27 Jun 2014

Inter vertebral disc prolapse - Clinical features

Functions of Inter vertebral disc
1)     To separate two vertebral bodies and increases available motion.
2)     To transmit load from one vertebral body to the next.
3)     The disc makes up to 20% to 33% of the length of the vertebral column.
4)     Disc increase in size from cervical ( neck) to lumbar region (lower back).
Anatomy
Disc thickness is 3mm in cervical region (neck region) where weight bearing loads are minimum.
Disc thickness is 9mm in lumbar region (low back)

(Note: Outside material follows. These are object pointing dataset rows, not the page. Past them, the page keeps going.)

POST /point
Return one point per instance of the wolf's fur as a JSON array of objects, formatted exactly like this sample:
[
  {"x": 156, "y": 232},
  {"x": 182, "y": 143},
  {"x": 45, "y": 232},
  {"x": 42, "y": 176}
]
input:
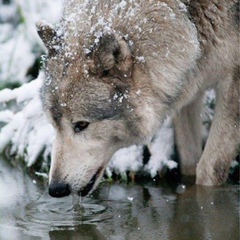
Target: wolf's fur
[{"x": 124, "y": 66}]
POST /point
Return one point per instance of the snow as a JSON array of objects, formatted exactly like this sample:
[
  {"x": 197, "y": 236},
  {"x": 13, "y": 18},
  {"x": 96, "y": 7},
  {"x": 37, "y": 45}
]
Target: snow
[{"x": 24, "y": 126}]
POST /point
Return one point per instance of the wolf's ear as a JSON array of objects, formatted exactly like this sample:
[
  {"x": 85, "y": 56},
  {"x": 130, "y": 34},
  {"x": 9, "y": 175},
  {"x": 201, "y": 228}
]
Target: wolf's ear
[
  {"x": 114, "y": 53},
  {"x": 49, "y": 36}
]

Risk factors for disc herniation are the following
1)     Job requiring heavy and repetitive weight  lifting.
2)     Use of machine tools.
3)     Operation of motor vehicles.
4)     Cigarette smokers and tobacco consumers.
5)     Overtime heavy work,  poor postural habits.
6)     Degenerative changes make the disc susceptible to trauma.

Any trauma which suddenly increases the pressure will result in rupture of posterior fibres of annulus.

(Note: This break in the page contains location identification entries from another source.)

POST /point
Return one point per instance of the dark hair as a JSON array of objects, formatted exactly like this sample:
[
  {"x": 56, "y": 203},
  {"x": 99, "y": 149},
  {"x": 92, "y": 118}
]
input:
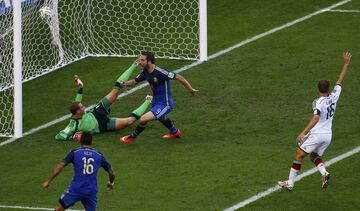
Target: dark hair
[
  {"x": 86, "y": 138},
  {"x": 74, "y": 106},
  {"x": 324, "y": 86},
  {"x": 149, "y": 56}
]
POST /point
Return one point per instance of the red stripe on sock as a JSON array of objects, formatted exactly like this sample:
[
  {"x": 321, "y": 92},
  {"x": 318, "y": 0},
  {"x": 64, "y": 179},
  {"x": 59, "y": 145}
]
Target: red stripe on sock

Repeated stresses over time cause
1)     Fatigue breakdown
2)     Traumatic rupture

Clinical features of disc prolapse
Patient is usually an adult between 20 -40 age group. Commonest complaint is low backache. It can be acute or chronic sometime pain radiate to the buttock and leg. The pain is increased by flex-ion (stooping forward) episode, straining, sneezing, coughing and relieved by rest. If there is associated, nerve root compression there will be numbness or weakness in lower limb.